Essentials of Caffe Tutorial

This post summarizes and reorganizes the key points of Caffe Tutorial for later use and quick reference.

  • 3 Basic Components: Blob, Layer, Net
    • Blob: an N-dimensional C-contiguous array that wraps the actual data and provides synchronization between CPU and GPU.
      • Conceal the overhead of CPU/GPU operation by synchronizing from CPU host to GPU device. Memory on CPU(host) and GPU(device) is allocated on demand(lazily) for efficient memory usage.
      • Conventional dimensions for batches of image data: number of batches N * channel K * height H * width W. Memory is row-major in layout. The value at (n, k, h, w) is physically at location ((n*K + k) * H + h)*W +w
      • Totally Ok to use other dimensions like 3D or 2D
      • Parameter blob dimensions vary according to the type and configuration of the layer.
      • a Blob stores two chunks of memories, data and diff(gradient)
    • Layer:
      • Supports fundamental operations and computation: convolve filters, pool, take inner products, apply activation function, element-wise transformation, normalize, load data, compute losses.
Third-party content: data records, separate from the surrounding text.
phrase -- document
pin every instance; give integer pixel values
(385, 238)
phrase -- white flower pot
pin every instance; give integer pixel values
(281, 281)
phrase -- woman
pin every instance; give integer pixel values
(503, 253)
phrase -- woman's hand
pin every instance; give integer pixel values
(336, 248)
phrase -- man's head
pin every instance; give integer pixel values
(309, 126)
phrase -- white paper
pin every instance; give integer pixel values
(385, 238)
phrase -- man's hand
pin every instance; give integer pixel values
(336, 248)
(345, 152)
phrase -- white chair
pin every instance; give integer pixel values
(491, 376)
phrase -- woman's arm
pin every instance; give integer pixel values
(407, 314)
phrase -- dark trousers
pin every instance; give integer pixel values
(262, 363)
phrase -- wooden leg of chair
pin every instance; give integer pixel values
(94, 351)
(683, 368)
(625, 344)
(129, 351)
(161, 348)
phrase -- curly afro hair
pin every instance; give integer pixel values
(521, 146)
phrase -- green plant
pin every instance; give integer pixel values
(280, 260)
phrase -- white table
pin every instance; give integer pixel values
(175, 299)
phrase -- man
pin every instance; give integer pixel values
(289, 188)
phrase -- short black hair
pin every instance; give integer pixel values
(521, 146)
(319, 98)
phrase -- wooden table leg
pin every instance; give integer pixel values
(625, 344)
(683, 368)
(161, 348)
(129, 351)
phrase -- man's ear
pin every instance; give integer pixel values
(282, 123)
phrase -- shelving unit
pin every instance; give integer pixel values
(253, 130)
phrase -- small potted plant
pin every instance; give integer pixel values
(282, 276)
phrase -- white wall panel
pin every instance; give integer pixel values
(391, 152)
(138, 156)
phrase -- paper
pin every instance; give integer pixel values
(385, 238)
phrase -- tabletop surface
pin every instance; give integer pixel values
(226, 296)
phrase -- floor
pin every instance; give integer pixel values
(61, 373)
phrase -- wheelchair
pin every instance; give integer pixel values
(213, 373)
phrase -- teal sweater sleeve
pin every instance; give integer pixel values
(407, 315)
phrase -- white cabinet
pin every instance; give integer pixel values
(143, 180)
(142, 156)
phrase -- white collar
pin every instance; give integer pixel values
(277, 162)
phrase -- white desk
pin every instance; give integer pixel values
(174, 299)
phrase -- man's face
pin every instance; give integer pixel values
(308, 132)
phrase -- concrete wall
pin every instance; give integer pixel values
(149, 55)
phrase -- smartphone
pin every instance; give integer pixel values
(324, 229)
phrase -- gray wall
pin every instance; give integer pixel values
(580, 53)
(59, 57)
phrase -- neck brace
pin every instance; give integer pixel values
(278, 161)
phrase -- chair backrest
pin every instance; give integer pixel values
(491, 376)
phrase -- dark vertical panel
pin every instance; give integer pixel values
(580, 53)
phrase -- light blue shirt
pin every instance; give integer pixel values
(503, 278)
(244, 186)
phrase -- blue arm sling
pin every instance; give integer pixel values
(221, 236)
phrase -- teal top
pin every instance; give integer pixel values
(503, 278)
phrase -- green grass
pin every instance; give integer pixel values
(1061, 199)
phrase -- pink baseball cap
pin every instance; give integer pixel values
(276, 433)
      • Each layer takes a set of input (bottom) blobs and produces a set of output (top) blobs.
      • Each layer has 3 critical computations,:
        • setup: initialize the layer and its connections once at model initialization, which creates the blobs and layers, calls the layers’ setup() function, and validates the correctness of the overall network architecture.
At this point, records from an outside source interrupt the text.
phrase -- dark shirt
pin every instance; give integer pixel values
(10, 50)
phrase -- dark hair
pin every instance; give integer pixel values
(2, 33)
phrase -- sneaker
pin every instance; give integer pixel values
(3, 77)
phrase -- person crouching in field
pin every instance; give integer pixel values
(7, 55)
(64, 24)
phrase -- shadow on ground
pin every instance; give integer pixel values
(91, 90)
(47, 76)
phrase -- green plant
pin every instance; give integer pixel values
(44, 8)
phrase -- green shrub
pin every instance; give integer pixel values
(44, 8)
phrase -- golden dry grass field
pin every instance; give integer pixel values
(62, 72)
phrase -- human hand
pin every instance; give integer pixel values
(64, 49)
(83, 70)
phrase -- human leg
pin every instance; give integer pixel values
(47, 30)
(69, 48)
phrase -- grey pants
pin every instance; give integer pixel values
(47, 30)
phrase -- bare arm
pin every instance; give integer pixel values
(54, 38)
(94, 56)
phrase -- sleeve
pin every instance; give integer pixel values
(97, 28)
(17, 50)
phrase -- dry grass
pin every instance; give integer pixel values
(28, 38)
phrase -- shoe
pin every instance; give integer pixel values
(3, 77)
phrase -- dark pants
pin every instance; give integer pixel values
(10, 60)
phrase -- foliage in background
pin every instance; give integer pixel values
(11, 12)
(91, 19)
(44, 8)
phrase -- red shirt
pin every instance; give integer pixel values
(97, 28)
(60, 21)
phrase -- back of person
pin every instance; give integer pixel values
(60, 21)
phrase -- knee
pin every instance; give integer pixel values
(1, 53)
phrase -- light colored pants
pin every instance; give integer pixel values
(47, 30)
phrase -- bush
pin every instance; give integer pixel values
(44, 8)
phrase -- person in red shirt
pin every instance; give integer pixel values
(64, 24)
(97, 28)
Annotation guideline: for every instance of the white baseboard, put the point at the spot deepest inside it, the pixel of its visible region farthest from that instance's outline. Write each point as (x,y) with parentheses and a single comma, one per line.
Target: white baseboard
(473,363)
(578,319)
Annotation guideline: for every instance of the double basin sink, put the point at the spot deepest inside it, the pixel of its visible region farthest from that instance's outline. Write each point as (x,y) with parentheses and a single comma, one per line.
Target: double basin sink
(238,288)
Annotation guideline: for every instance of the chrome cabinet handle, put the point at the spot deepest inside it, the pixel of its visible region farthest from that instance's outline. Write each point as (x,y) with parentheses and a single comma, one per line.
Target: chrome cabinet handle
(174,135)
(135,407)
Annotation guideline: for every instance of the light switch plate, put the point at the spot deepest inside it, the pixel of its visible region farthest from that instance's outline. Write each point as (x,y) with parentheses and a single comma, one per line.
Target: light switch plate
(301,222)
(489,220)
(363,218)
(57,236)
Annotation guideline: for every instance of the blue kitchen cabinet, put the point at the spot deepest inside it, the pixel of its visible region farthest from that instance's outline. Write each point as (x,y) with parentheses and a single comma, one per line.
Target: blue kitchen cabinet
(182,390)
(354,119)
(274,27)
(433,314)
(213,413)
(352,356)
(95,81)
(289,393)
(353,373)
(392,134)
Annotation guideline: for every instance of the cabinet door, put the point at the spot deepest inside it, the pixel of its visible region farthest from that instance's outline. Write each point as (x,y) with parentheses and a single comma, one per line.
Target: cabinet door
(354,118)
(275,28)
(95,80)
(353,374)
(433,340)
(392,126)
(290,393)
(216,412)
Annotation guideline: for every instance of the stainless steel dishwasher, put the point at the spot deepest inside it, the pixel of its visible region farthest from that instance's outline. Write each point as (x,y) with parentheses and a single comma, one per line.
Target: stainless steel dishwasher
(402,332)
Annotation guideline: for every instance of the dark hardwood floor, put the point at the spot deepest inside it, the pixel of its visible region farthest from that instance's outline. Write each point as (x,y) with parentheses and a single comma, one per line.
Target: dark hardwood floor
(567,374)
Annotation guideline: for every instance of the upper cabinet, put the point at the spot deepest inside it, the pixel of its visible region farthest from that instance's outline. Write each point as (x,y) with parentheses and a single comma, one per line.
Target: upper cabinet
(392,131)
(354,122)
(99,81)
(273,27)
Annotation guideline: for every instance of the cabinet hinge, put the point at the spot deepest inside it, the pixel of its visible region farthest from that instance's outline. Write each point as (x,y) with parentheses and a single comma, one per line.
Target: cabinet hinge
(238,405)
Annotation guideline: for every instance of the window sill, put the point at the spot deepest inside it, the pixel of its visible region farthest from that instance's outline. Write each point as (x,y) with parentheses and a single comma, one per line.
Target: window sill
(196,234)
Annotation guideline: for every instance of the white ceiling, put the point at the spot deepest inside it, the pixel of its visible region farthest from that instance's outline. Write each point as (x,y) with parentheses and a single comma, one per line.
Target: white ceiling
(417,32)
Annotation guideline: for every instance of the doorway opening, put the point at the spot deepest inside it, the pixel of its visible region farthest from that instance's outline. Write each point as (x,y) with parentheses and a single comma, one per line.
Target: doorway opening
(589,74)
        • forward(one for CPU and one for GPU)
        • backward(one for CPU and one for GPU)
      • Vision layers: usually take images as input and produce other images as output
        • A typical image may have one channel (grayscale image) or three channels (RGB). While in this context of caffe, spatial structure of an image (2D geometry) matters
        • Most of the layers apply particular operations to some region of the input to produce a corresponding region of the output. While other few layers ignore the spatial structure and treat the image as one big vector.
        • Types: Convolution, Pooling, Local Response Normalization(LRN), im2col.
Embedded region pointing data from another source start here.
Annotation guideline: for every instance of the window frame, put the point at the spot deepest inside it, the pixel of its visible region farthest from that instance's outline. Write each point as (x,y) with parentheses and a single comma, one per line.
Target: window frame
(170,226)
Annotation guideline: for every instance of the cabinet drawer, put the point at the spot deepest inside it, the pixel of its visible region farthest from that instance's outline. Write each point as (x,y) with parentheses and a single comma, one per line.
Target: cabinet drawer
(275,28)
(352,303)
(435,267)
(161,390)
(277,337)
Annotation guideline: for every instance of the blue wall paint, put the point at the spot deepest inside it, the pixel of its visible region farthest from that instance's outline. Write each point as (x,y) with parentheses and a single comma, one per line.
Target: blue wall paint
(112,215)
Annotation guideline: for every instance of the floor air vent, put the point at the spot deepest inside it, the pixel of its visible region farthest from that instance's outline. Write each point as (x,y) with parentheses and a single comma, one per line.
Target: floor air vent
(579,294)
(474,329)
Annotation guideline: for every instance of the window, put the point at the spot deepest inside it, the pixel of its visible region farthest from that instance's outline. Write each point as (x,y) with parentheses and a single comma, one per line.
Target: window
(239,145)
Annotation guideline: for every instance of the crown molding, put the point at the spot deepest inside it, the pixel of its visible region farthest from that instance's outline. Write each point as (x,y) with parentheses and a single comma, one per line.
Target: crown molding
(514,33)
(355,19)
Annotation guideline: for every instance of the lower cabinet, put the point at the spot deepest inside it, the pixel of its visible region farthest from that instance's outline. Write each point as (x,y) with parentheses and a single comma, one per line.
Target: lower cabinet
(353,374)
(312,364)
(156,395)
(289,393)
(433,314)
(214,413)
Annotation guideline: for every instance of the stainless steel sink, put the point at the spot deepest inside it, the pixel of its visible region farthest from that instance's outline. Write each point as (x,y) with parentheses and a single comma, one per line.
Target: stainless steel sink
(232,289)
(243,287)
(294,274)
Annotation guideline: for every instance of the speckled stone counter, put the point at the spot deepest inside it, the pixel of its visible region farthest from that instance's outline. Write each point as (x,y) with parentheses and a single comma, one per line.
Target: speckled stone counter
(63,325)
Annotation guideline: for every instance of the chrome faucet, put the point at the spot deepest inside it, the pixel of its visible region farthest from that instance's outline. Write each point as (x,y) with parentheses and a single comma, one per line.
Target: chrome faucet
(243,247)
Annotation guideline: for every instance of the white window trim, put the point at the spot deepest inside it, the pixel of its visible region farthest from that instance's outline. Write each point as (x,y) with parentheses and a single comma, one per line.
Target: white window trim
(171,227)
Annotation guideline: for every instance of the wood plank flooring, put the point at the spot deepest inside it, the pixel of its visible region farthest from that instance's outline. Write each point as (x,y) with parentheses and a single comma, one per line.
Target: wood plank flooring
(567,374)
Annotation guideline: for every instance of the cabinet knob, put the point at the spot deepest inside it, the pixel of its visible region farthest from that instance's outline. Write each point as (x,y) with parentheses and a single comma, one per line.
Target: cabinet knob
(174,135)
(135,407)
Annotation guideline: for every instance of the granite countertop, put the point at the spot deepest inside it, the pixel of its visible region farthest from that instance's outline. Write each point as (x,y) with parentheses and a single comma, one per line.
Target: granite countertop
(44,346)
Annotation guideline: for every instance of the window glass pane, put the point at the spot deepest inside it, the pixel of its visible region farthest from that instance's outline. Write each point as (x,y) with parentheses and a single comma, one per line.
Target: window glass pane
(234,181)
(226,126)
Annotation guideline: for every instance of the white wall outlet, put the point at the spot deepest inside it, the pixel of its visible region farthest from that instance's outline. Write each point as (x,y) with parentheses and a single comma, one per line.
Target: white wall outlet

      • Loss Layer: Softmax, Sum-of-Squares, Hinge, Sigmoid Cross-Entropy, Infogain, Acccuray and Top-k (Accuracy scores the output as the accuracy of output with respect to target – it is not actually a loss and has no backward step.)
      • Activation/Neuron layers: element-wise operators, taking one bottom blob and producing one top blob of the same size
        • Types: RuLU/Leaky-ReLU, Sigmoid, Tanh, Absolute Value, Power, BNLL
      • Data layers: at the bottom of nets.
        • Common input preprocessing (mean subtraction, scaling, random cropping, and mirroring) is available by specifying TransformationParameterS.
        • Data can come from:
          • efficient databases (LevelDB or LMDB) -> Data type layer
          • directly from memory -> MemoryData type layer
          • when efficiency is not critical, from files on disk in HDF5 or common image formats -> HDF5Data or ImageData layer
          • Other types are: WindowData (for Windows) and DummyData (for development and debugging)
        • Prefetching: for throughput data layers fetch the next batch of data and prepare it in the background while the Net computes the current batch.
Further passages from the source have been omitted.